In the 1980s, Al Gore positioned himself as a sort of centrist figure; his wife Tipper’s PMRC did an end-run around the cultural conservatism of then-President Reagan and the Moral Majority, leading to records with suggestive (read: repulsive) lyrics being stickered with a warning label. That was before Al’s famous Epiphany in the late 1980s, when he decided the Big Money and the chance to really control the masses was on the far left. (Al would later be more than willing to work with the same acts his then-wife had targeted, for his 2007 “Live Earth” anti-global warming carbon-palooza.)
It’s too bad — the Al Gore of the mid-1980s would have likely built a populist vehicle to compete with ratings leader Fox News. (Maybe PJTV or Reason TV should look at going cable to give it a try from the right, though why go technologically backwards?) Instead, ideology has caused him to build a channel to compete with MSNBC, a channel mostly watched by coastal elites and the Occupy Wall Street crowd when they’re not occupying their bedrooms at mom’s house. It’s very much akin to radio’s Air America (remember them?) thinking that their opponent was Rush Limbaugh, when in reality, it was NPR and the rest of the MSM, which serves up the same leftwing news, but in dulcet tones, rather than with spittle-flecked in-your-face invective.

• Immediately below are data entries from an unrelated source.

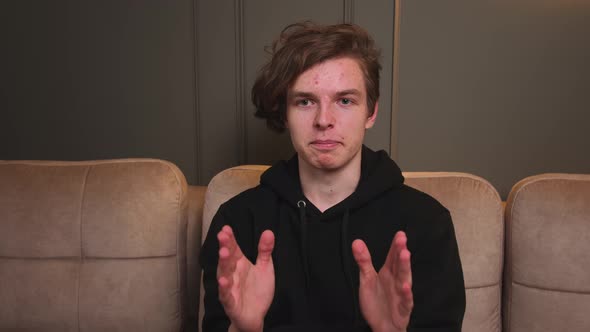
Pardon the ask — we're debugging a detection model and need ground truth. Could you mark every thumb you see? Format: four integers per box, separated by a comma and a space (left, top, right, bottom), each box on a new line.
352, 239, 376, 276
256, 230, 275, 265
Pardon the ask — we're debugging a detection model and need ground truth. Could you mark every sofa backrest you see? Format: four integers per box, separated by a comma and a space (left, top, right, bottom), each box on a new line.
199, 165, 504, 332
404, 172, 504, 332
0, 159, 187, 331
503, 174, 590, 332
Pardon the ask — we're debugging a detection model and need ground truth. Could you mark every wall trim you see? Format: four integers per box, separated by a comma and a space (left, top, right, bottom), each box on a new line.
234, 0, 248, 165
389, 0, 402, 160
192, 0, 204, 185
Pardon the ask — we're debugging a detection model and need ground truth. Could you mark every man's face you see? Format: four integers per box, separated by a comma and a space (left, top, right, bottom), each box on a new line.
287, 57, 377, 170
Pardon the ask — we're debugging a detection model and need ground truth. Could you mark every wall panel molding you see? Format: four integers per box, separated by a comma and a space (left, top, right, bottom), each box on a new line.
234, 0, 248, 164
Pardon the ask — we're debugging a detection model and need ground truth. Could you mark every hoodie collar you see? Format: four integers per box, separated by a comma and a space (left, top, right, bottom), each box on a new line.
260, 145, 404, 215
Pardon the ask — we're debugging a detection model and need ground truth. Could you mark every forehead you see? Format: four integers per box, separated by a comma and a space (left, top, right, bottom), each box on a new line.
289, 57, 365, 93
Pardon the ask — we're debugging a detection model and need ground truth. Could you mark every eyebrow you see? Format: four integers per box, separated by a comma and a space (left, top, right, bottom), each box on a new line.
289, 89, 361, 98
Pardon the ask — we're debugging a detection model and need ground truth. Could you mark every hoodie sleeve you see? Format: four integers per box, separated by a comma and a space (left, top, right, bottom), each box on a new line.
200, 208, 230, 332
408, 210, 465, 332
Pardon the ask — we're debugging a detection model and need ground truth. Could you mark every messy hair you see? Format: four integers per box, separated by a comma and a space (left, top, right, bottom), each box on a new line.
252, 22, 381, 132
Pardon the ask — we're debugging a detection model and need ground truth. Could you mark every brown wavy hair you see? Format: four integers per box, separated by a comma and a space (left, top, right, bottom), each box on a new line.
252, 21, 381, 133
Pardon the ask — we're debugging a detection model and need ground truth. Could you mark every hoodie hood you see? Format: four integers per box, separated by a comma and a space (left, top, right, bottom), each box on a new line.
260, 145, 404, 325
260, 145, 404, 217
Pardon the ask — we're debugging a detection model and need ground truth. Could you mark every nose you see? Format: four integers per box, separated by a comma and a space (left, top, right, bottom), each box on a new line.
313, 103, 336, 130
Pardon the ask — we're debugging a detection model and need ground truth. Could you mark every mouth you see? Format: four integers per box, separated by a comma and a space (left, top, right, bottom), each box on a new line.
310, 140, 340, 150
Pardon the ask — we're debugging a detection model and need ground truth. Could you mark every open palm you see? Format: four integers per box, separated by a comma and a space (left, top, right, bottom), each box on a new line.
217, 226, 275, 331
352, 232, 414, 331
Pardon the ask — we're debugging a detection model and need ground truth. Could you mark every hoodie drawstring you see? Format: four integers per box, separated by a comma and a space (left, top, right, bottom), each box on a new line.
341, 209, 360, 325
297, 200, 310, 291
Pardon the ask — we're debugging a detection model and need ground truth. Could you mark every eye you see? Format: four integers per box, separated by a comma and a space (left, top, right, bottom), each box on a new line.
340, 98, 352, 105
295, 98, 311, 106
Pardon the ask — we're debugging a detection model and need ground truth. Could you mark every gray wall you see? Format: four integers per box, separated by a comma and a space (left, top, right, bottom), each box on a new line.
0, 0, 197, 182
197, 0, 394, 179
395, 0, 590, 198
0, 0, 590, 198
0, 0, 393, 184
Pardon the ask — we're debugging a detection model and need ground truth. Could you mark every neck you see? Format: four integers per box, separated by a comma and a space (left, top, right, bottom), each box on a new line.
299, 151, 361, 212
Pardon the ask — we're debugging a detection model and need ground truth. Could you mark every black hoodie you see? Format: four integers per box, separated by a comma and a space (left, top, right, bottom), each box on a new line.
201, 147, 465, 332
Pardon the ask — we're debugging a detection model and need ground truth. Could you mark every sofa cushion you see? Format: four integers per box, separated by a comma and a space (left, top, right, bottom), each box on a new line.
199, 165, 504, 332
504, 174, 590, 332
0, 159, 187, 331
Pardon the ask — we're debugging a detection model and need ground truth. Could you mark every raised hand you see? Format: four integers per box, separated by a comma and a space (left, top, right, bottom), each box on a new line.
217, 226, 275, 332
352, 231, 414, 332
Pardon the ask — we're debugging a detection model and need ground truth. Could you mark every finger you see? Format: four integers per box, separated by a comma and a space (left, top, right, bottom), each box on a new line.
352, 239, 377, 276
397, 248, 412, 286
384, 231, 406, 276
399, 283, 414, 316
256, 230, 275, 265
217, 276, 236, 311
217, 225, 241, 258
217, 225, 242, 277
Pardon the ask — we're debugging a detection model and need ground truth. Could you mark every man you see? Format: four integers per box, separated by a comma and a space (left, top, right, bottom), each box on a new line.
201, 23, 465, 332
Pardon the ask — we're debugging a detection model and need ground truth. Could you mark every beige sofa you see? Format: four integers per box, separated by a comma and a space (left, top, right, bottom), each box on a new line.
0, 159, 590, 332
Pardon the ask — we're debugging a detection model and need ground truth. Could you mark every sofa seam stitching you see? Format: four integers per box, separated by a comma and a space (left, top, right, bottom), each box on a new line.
76, 165, 93, 332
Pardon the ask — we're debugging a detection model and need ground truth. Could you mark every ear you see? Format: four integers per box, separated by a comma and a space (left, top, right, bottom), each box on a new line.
365, 102, 379, 129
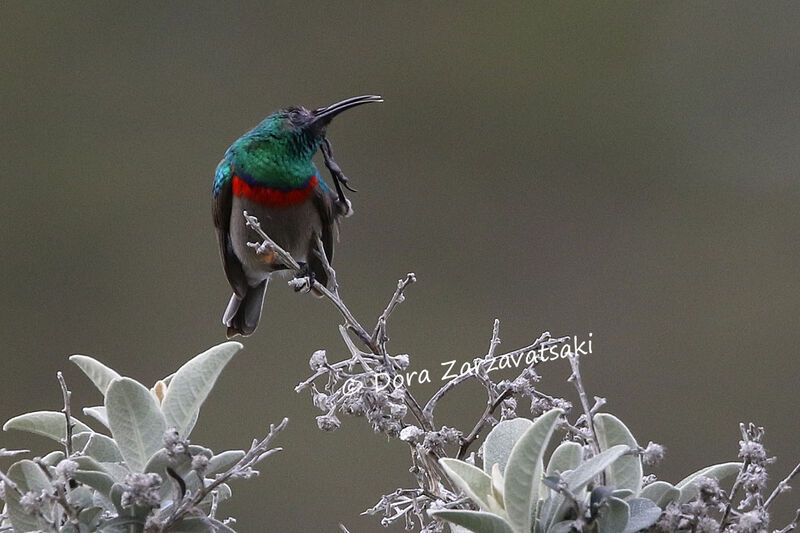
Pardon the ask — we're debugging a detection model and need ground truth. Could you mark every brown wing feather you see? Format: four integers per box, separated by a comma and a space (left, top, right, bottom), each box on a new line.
308, 187, 339, 286
212, 176, 247, 298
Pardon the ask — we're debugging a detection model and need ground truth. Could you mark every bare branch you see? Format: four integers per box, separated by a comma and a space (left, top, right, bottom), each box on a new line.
56, 372, 75, 457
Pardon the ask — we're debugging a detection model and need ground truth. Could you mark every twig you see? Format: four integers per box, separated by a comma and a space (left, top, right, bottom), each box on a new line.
161, 418, 289, 531
458, 388, 512, 459
567, 355, 605, 456
764, 463, 800, 509
775, 509, 800, 533
56, 372, 75, 458
243, 211, 374, 348
371, 272, 417, 343
486, 318, 500, 359
423, 331, 569, 415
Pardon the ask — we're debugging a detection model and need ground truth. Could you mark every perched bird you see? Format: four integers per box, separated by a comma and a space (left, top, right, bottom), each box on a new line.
213, 95, 383, 338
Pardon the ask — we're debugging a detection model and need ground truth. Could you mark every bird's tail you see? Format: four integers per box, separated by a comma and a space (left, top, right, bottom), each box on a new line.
222, 278, 269, 339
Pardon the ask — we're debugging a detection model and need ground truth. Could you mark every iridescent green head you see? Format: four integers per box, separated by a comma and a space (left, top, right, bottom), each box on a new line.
225, 95, 383, 188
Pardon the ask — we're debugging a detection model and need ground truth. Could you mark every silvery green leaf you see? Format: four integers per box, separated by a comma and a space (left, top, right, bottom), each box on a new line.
624, 498, 661, 533
6, 459, 52, 533
72, 431, 123, 463
439, 457, 492, 511
75, 470, 114, 501
594, 413, 643, 495
675, 463, 742, 503
483, 418, 533, 474
545, 441, 583, 476
3, 411, 92, 442
161, 342, 242, 438
83, 405, 111, 429
640, 481, 681, 509
163, 518, 216, 533
206, 450, 244, 476
69, 355, 121, 396
597, 498, 630, 533
503, 409, 563, 533
428, 510, 514, 533
106, 378, 167, 472
563, 444, 630, 492
547, 520, 575, 533
200, 478, 232, 507
42, 450, 64, 466
67, 486, 92, 509
78, 507, 103, 531
101, 463, 131, 482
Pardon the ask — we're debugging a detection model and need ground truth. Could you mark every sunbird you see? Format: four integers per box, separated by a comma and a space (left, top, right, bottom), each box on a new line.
212, 95, 383, 338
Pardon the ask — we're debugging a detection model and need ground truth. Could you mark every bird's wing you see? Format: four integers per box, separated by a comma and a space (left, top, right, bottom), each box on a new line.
308, 180, 340, 286
212, 159, 247, 298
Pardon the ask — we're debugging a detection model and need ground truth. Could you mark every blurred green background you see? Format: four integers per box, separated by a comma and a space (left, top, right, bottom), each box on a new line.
0, 2, 800, 533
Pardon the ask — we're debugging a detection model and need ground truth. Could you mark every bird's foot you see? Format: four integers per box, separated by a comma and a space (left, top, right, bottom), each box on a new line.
291, 263, 314, 293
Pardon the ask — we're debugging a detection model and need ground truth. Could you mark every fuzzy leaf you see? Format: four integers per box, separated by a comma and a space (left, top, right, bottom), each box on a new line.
6, 460, 54, 533
563, 444, 630, 493
624, 498, 661, 533
69, 355, 121, 396
72, 431, 124, 463
106, 378, 167, 472
206, 450, 244, 476
42, 450, 65, 466
545, 441, 583, 476
503, 409, 563, 533
75, 470, 114, 501
597, 498, 630, 533
675, 463, 742, 503
161, 342, 242, 438
594, 413, 643, 496
640, 481, 681, 509
439, 457, 492, 511
547, 520, 575, 533
162, 518, 216, 533
483, 418, 533, 474
83, 405, 111, 429
3, 411, 92, 442
428, 510, 514, 533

Incidentally, this passage from Kurtz’s article is a riot:
What is clear from the correspondence is that the relationship was dissolving amid a flurry of mutual recriminations. Gore had welcomed Olbermann as the new face of a little-watched network, anointing him chief news officer and giving him an equity stake in the operation. Gore had dealt with big egos in politics, but he and Hyatt told colleagues they had never dealt with anyone quite like Olbermann.
Translation: Keith Olbermann makes the even more misogynist Bill Clinton seem like a grown-up in comparison — and, similarly, Eliot Spitzer a welcome alternative. Especially when you add these details to the equation:
According to Mediaite, a source at Current TV said the former Countdown host went through eight different car services while working at the network, complaining that the drivers “smelled” and “talked to him.”
Furthermore, though Olbermann’s $250,000 studio was built to his exact specifications, he allegedly refused to use the set when there were lighting problems back in December. Not only that, but he refused to let guest hosts use the elaborate studio.
Current TV is also claiming that Olbermann refused to publicize the network and the show when he wasn’t hosting his program (and he took about half of January and February off). They say he even barred his staff from sending out related Twitter updates, and prevented guest hosts from promoting the show. (Jealous that they would get better ratings, perhaps?)
As the late Andrew Breitbart told me when I interviewed him for the first time in 2005, and as John Nolte repeatedly notes at the Breitbart-created Big Hollywood, ideology trumps bottom-line profit time and again when it comes to Hollywood. The same is true on cable TV as well. (See also: Winfrey, Oprah — and CNN as well.)
Update: If Spitzer doesn’t do the trick, there’s another former NBC “newsman” nearly as petulant as Olbermann, whom Current could turn to.